Earth was first photographed from a satellite by Explorer 6 in 1959. Yuri Gagarin became the first human to view Earth from space in 1961. The crew of the Apollo 8 was the first to view an Earth-rise from lunar orbit in 1968, and astronaut William Anders's photograph of it, Earthrise, became iconic. In 1972 the crew of the Apollo 17 produced The Blue Marble, another famous photograph of the planet Earth from cislunar space. These became iconic images of the planet as a marble of cloud-swirled blue ocean broken by green-brown continents. NASA archivist Mike Gentry has speculated that The Blue Marble is the most widely distributed image in human history. Inspired by The Blue Marble poet-diplomat Abhay K has penned an Earth Anthem describing the planet as a "Cosmic Blue Pearl". A photo taken of a distant Earth by Voyager 1 in 1990 inspired Carl Sagan to name it and describe the planet as a Pale Blue Dot. On Earth Day (22 April) 2023, a collection of images to date of Earth taken from various deep space distances in the Solar System was published.

Since the 1960s, Earth has also been described as a massive "Spaceship Earth," with a life support system that requires maintenance, or, in the Gaia hypothesis, as having a biosphere that forms one large organism.
Since 2010 the Cupola of the ISS has allowed for a wealth of intricate images of Earth from orbit.

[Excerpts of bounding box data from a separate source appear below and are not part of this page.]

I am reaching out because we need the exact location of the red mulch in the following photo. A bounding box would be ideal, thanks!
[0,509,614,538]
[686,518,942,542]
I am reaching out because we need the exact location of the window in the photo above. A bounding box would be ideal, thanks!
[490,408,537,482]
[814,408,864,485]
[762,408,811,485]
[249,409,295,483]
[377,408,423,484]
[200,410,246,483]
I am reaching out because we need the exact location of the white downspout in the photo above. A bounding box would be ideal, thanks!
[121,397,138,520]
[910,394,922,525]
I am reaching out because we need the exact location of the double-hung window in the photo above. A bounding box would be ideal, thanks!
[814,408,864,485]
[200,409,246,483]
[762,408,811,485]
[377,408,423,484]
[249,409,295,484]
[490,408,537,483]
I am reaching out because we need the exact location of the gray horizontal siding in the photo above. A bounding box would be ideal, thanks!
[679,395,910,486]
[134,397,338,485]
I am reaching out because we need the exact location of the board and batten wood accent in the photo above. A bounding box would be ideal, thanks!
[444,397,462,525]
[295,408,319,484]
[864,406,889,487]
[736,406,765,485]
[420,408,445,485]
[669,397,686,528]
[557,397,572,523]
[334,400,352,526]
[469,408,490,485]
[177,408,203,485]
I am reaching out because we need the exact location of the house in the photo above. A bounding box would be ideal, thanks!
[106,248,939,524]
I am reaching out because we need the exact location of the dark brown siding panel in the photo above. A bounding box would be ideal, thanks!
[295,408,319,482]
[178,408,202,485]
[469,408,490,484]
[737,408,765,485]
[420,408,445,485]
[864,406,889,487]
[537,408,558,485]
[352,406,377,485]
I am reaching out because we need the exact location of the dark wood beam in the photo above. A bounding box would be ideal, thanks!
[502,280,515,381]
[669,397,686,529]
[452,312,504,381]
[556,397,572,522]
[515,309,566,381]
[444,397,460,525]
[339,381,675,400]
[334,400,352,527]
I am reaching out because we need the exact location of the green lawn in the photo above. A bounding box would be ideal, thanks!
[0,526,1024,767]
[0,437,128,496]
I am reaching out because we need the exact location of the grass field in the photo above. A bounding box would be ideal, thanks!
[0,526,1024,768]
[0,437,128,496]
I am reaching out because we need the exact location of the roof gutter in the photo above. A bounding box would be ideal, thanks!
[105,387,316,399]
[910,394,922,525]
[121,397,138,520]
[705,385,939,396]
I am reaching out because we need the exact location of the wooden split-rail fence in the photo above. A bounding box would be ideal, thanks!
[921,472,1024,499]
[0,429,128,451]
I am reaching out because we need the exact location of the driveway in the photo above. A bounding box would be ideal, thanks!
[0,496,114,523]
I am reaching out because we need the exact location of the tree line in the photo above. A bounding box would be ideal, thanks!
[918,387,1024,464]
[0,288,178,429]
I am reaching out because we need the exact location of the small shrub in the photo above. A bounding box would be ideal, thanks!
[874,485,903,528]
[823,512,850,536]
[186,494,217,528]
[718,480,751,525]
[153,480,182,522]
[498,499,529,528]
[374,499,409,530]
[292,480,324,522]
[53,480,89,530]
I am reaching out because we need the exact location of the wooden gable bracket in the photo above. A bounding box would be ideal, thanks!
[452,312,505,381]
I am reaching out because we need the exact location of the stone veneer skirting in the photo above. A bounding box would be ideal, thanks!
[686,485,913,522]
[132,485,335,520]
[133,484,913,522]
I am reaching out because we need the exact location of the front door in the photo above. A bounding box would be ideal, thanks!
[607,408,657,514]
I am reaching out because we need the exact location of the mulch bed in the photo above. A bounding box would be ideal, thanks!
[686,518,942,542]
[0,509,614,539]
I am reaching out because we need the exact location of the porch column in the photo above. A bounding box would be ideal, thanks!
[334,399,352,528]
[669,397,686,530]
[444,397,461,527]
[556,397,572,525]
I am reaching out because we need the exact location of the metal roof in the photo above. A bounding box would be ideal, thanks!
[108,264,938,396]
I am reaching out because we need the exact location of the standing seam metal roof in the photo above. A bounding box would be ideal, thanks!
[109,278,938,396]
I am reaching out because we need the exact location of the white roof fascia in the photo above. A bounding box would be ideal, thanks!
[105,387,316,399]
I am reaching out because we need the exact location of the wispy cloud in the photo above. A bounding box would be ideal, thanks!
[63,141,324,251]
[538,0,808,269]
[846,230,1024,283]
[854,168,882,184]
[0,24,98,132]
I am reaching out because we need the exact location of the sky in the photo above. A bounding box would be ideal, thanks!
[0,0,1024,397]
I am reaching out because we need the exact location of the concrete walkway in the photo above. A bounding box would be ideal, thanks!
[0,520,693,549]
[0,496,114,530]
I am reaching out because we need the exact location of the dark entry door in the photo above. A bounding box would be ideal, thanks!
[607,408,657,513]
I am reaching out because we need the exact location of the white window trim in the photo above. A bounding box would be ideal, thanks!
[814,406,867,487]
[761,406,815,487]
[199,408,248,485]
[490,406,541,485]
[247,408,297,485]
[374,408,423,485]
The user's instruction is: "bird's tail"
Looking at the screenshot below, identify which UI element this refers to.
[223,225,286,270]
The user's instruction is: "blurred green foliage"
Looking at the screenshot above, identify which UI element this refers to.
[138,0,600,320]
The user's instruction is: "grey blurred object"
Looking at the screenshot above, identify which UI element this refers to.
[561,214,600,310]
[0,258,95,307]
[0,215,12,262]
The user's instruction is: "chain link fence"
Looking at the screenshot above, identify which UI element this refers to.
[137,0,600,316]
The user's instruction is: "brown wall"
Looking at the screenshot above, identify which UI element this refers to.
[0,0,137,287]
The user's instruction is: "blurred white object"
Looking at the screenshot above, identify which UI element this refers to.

====Notable images of Earth from space====

| Year | Event | Image | Refs |
| 1967 | 10 November 1967: NASA's first full-disc, true-color image of Earth, taken by the ATS-3 satellite. The image was used for the cover of the first edition of the Whole Earth Catalog the following year. |  |
| 1968 | Earthrise, taken 12 December 1968, by Apollo 8 astronaut William Anders, shows the Earth rising over the lunar landscape as the first humans reached and orbited the Moon. It quickly became an iconic and enduring symbol of human achievement and exploration. |  |  |
| 1972 | 7 December 1972: the widely used The Blue Marble was taken by the crew of Apollo 17. The photograph's original orientation had south pointed up. |  |  |
| 1990 | 14 February 1990: the Voyager 1 space probe took the Pale Blue Dot photograph of Earth from a record distance of about 6 billion kilometers (3.7 billion miles, 40.5 AU), as part of that day's Family Portrait series of images of the Solar System. Earth appears as a tiny dot within deep space: the blueish-white speck almost halfway up the brown band on the right. Diagram of the Family Portrait showing the planets' orbits and the relative position of Voyager 1 when the mosaic was captured. |  |  |
| 2010 | Family Portrait - taken in November 2010 by MESSENGER while orbiting Mercury |  |  |
| 2013 | The Day the Earth Smiled - 9 July 2013 photograph of Saturn and Earth |  |  |
| 2026 | Hello, World is a whole-Earth photograph taken by Commander Reid Wiseman on 3 April 2026 during the Artemis II mission, the first taken by a person since The Blue Marble. |  |  |
| 2026 | Earthset was taken on 6 April 2026 by mission specialist Christina Koch of Artemis II during the first crewed mission around the Moon since 1972. |  |  |

====Impact of images of Earth from space====

Over the past two centuries a growing environmental movement has emerged that is concerned about humankind's effects on the Earth. The key issues of this socio-political movement are the conservation of natural resources, elimination of pollution, and the usage of land. Although diverse in interests and goals, environmentalists as a group tend to advocate sustainable management of resources and stewardship of the environment through changes in public policy and individual behavior. Of particular concern is the large-scale exploitation of non-renewable resources. Changes sought by the environmental movements are sometimes in conflict with commercial interests due to the additional costs associated with managing the environmental impact of those interests.